What does the ExecuteRangeQuery tool do? +

ExecuteRangeQuery. It is categorised as a Execute tool in the Amazon Translate MCP Server MCP Server, which means it can trigger actions or run processes. Use rate limits and argument validation.

How do I enforce a policy on ExecuteRangeQuery? +

Register the Amazon Translate MCP Server MCP server in PolicyLayer and add a rule for ExecuteRangeQuery: allow, deny, rate-limit, or require approval. Point your MCP client at the PolicyLayer proxy URL and the rule is enforced on every call, before it reaches Amazon Translate MCP Server. Nothing to install.

What risk level is ExecuteRangeQuery? +

ExecuteRangeQuery is a Execute tool with high risk. Execute tools should be rate-limited and have argument validation enabled.

Can I rate-limit ExecuteRangeQuery? +

Yes. Add a rate_limit block to the ExecuteRangeQuery rule in your PolicyLayer policy. For example, setting max: 10 and window: 60 limits the tool to 10 calls per minute. Rate limits are tracked per agent session and reset automatically.

How do I block ExecuteRangeQuery completely? +

Set action: deny in the PolicyLayer policy for ExecuteRangeQuery. The AI agent will receive a policy violation error and cannot call the tool. You can also include a reason field to explain why the tool is blocked.

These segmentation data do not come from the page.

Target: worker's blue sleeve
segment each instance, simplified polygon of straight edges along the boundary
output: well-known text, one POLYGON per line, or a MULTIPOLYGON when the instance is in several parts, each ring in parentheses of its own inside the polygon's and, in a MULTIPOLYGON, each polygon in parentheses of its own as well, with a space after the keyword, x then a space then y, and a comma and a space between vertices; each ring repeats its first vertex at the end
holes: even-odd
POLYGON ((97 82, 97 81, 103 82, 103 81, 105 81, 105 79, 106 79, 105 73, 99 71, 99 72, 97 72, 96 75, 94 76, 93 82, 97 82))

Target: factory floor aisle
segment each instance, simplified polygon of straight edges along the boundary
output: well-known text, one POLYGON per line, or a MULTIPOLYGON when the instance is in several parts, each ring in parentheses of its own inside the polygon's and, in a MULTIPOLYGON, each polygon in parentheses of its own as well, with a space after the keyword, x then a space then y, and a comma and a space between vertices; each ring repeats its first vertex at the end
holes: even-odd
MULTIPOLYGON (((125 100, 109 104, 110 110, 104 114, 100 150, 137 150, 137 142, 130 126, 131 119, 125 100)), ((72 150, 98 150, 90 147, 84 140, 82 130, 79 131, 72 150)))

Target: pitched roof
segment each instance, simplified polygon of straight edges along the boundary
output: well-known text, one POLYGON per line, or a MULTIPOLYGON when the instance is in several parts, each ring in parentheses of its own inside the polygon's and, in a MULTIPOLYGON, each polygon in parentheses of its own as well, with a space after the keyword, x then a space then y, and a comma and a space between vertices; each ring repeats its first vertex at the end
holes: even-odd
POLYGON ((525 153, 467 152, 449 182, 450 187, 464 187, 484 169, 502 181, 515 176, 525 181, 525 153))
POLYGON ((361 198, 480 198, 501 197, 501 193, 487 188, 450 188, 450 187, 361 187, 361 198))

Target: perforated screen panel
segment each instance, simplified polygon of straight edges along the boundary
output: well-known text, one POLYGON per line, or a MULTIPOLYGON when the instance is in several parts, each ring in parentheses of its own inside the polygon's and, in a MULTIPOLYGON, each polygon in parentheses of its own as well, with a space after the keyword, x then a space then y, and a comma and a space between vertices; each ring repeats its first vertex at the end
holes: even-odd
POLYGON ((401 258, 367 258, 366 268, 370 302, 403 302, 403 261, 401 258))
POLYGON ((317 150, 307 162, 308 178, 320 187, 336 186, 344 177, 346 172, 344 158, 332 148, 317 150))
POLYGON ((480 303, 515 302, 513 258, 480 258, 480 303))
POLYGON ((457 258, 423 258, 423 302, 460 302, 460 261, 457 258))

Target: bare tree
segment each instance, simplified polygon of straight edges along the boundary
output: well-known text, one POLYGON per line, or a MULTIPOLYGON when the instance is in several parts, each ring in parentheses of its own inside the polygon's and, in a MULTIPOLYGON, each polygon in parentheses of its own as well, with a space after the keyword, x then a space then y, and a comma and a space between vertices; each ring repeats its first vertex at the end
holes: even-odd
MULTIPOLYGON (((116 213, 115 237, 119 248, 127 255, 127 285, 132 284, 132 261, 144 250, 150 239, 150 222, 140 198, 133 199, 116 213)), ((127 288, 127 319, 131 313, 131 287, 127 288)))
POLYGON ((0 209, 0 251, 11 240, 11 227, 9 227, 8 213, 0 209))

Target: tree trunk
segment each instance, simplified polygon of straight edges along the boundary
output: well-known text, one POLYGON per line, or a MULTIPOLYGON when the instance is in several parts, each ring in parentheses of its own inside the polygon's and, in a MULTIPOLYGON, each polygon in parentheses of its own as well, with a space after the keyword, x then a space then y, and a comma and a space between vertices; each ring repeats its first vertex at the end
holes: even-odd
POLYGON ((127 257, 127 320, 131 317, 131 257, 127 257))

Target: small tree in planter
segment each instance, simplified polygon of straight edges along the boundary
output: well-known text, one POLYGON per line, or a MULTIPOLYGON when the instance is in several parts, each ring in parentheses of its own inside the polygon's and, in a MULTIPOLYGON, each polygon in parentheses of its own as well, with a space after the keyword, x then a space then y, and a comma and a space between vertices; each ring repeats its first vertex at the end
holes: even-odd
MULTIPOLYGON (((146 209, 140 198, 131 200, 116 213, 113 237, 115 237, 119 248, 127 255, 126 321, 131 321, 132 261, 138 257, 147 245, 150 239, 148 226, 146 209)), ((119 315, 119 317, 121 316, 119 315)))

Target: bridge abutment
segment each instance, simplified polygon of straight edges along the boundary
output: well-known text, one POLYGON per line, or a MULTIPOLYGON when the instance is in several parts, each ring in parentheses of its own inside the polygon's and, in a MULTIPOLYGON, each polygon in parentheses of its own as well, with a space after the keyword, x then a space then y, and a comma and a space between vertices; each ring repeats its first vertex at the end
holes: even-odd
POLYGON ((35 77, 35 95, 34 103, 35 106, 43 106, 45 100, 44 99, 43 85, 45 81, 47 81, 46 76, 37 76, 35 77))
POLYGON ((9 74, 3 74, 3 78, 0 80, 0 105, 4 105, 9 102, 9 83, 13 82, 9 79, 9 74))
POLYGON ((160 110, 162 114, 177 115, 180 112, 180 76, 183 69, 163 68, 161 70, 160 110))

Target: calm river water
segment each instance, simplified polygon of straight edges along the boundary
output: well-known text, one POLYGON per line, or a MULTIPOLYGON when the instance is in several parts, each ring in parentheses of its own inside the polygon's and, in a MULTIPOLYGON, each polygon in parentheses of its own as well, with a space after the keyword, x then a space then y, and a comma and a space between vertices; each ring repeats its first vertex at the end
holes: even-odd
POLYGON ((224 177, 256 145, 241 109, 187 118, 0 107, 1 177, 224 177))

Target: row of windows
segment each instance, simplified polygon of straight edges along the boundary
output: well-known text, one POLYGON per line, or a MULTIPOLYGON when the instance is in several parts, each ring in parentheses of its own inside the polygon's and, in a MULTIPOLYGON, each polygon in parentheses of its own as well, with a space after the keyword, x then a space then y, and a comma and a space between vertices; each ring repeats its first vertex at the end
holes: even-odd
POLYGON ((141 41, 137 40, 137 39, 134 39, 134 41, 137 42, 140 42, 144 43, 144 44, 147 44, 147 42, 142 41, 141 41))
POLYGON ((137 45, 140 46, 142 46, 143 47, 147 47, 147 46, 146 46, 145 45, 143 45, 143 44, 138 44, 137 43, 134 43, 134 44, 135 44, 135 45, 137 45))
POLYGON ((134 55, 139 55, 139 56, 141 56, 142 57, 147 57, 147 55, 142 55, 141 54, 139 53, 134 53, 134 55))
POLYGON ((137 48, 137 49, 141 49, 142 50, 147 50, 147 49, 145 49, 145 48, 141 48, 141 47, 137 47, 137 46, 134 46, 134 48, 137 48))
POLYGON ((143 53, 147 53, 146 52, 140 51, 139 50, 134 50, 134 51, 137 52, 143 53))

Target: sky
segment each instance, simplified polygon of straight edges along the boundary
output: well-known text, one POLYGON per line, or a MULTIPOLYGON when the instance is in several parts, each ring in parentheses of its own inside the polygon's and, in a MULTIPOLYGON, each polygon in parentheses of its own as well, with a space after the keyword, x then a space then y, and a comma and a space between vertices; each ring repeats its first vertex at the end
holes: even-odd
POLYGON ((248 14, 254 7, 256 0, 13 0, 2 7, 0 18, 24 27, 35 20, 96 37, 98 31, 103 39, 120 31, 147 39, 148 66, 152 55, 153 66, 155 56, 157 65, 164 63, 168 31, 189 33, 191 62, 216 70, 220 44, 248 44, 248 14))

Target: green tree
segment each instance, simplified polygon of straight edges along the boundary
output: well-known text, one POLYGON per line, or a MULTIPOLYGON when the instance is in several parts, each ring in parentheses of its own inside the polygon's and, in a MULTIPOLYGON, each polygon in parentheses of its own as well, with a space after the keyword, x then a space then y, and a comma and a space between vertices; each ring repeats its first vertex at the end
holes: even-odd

What MCP server provides ExecuteRangeQuery? +

ExecuteRangeQuery is provided by the Amazon Translate MCP Server MCP server (awslabs.amazon-translate-mcp-server). PolicyLayer sits as a proxy in front of this server to enforce policies before tool calls reach the server.

Enforce policy on every Amazon Translate MCP Server tool call.

Start from Amazon Translate MCP Server, add the rest of your stack, and see everything your agents can call. Then put policy on all of it.

Free to start. No card required.

805 Amazon Translate MCP Server tools catalogued and risk-classified — across an index of 43,000+ MCP servers.